1. Canggung

101 40 8
                                    

Cuaca pagi ini sangat terik. Mungkin hari mendukung kegiatan para manusia pagi ini. Atau mungkin juga sedang berbahagia. Sebahagia para murid kelas 9 yang telah selesai membersihkan kelas masing-masing untuk rapat orang tua esok hari.

Berpikir akan pulang lebih awal karena hari pertama sekolah biasanya ada rapat atau acara pengenalan lingkungan sekolah untuk adik kelas, sehingga mereka memiliki jam kosong atau di pulangkan lebih cepat sudah menari-nari di kepala mereka, dan mulai mengerjakan otak mereka untuk memikirkan rumah siapa yang akan mereka kunjungi lebih dulu?

Namun, takdir berkata lain.

Nanda tergesa segera menaiki anak tangga dengan berhati-hati karena ia takut bila ia harus membuat rok span barunya itu robek. Ini baru hari pertamanya memasuki kelas 9, masa iya dia sudah merobek rok span itu.

"Assallamu'alaikum!" ucap Nanda sekeras mungkin, karena melihat kondisi kelas yang cukup ramai oleh 38 mulut yang sibuk berbincang ria. Lebih tepatnya ghibah.

Kesal karena salamnya diabaikan begitu saja, akhirnya membuka pintu kelas selebar-lebarnya hingga terdengar sedikit benturan antara pintu dan dinding kelas.

Brakkk

Mendengar benturan yang mengganggu acara rumpi mereka, refleks semua orang yang berada di kelas menatap wajah Nanda dengan berbagai ekspresi. Keadaan kelas langsung hening seketika seperti ada yang menekan tombol mute.

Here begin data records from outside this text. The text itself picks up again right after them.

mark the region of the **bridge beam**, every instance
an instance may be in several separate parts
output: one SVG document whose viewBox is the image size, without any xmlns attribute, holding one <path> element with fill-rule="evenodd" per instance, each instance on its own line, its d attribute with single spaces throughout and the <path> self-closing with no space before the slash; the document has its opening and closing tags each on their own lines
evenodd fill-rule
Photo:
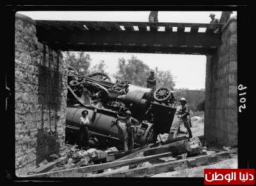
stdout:
<svg viewBox="0 0 256 186">
<path fill-rule="evenodd" d="M 161 31 L 66 31 L 37 29 L 38 41 L 56 50 L 211 54 L 219 35 Z"/>
</svg>

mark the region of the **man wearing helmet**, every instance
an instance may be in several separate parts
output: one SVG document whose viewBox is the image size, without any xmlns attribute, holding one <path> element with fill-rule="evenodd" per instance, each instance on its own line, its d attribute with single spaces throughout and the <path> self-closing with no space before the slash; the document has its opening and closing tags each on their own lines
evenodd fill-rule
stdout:
<svg viewBox="0 0 256 186">
<path fill-rule="evenodd" d="M 210 23 L 220 23 L 220 20 L 218 19 L 215 18 L 215 13 L 211 13 L 209 17 L 211 17 L 211 19 L 212 19 L 212 20 L 210 22 Z"/>
<path fill-rule="evenodd" d="M 153 92 L 156 90 L 156 79 L 154 73 L 155 72 L 154 71 L 154 70 L 151 70 L 150 75 L 148 76 L 147 80 L 148 83 L 147 87 L 152 88 L 153 89 Z"/>
<path fill-rule="evenodd" d="M 89 112 L 87 110 L 84 110 L 82 112 L 82 117 L 80 118 L 80 137 L 79 141 L 79 148 L 83 148 L 84 141 L 85 141 L 85 148 L 88 150 L 89 146 L 89 130 L 88 127 L 90 123 L 93 123 L 95 119 L 97 109 L 93 110 L 92 116 L 88 116 Z"/>
<path fill-rule="evenodd" d="M 180 114 L 180 116 L 178 116 L 178 118 L 180 118 L 181 120 L 182 120 L 183 123 L 184 125 L 184 127 L 187 128 L 188 134 L 189 134 L 189 138 L 192 137 L 192 132 L 191 130 L 190 129 L 190 126 L 189 126 L 189 107 L 186 104 L 187 101 L 185 99 L 185 98 L 181 98 L 180 99 L 180 103 L 181 105 L 181 109 L 179 111 L 179 114 Z"/>
<path fill-rule="evenodd" d="M 140 124 L 139 121 L 131 116 L 130 111 L 125 112 L 126 130 L 124 135 L 124 150 L 133 149 L 134 147 L 134 127 Z"/>
</svg>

Nanda yang baru saja menyadari hal tersebut hanya bisa menunjukkan deretan giginya sembari cengar-cengir tak berdosa.

Ini tahun ajaran baru, seperti biasa mereka akan memilih siapa yang akan menjadi ketua kelas. Atau tetap sama dengan yang tahun kemarin saat mereka kelas 8.

"Jadi, seperti biasa setahun sekali kita ganti ketua kelas, Kita cari orang yang bersedia mencalonkan diri," ucap Nanda yang berada di dekat papan tulis.

"Udah deh pasti gak ada yang mau, kelamaan. Mending lo lagi aja Nan," teriak salah satu anak laki-laki yang berada di bangku paling belakang.

"Ya, enak banget lo ngomong doang," balas Nanda.

Di sisi lain, pada bangku paling pinggir dekat tembok depan meja guru tepatnya terdapat anak laki-laki yang menyebalkan, berusaha mengganggu sosok perempuan yang sedang tidak ingin terusik oleh siapapun. Namun, laki-laki yang sedang duduk di bangku paling depan itu tak menghiraukan dan bersikap seolah tidak tahu bila perempuan itu bisa saja menerkam dia.

Tuk tuk tuk.

Suara sepatu yang sengaja menendang perlahan bangku belakangnya. Sesekali membuat kaki yang berada pada penyangga untuk kaki di bawah meja terjatuh membuatnya menyentuh lantai. Sang pemilik kaki hanya melirik sebal ketika kakinya berada di lantai. Ia tidak menaikkan kakinya pada penyangga untuk kaki yang berada di bawah meja seperti awal.

"Diem gak?" ancam perempuan itu merasa terusik.

Suara sepatu semakin keras terdengar membuat meja itu bergeser sedikit demi sedikit. "ketawa mah ketawa aja Fiyy," laki-laki itu memancing Safiyya, perempuan yang sedari tadi terganggu.

Bagas namanya, anak bandel dengan banyak teman yang ia miliki. Bagas di kenal oleh orang-orang sekitar sekolah. Terutama oleh ibu kantin penjual mie instan yang berada di ujung kantin. Ia terlihat sering makan mie instan bersama teman-temannya yang memiliki sifat bandel dan jahil.

"Heh Bagas! lo denger gue ngomong gak sih?" teriak Nanda yang masih berada dekat papan tulis yang kini sudah berisi nama beberapa anak kelas untuk menjadi pengurus kelas.

"Marahin aja nih Nan! Ganggu!" celetuk Safiyya sembari membenarkan bangkunya.

"Apa sih lo Fiyy, mau gue kenal omel Nanda?" balas Bagas membuat Saafiyya terkejut melihat wajah Bagas yang terlihat seram baginya.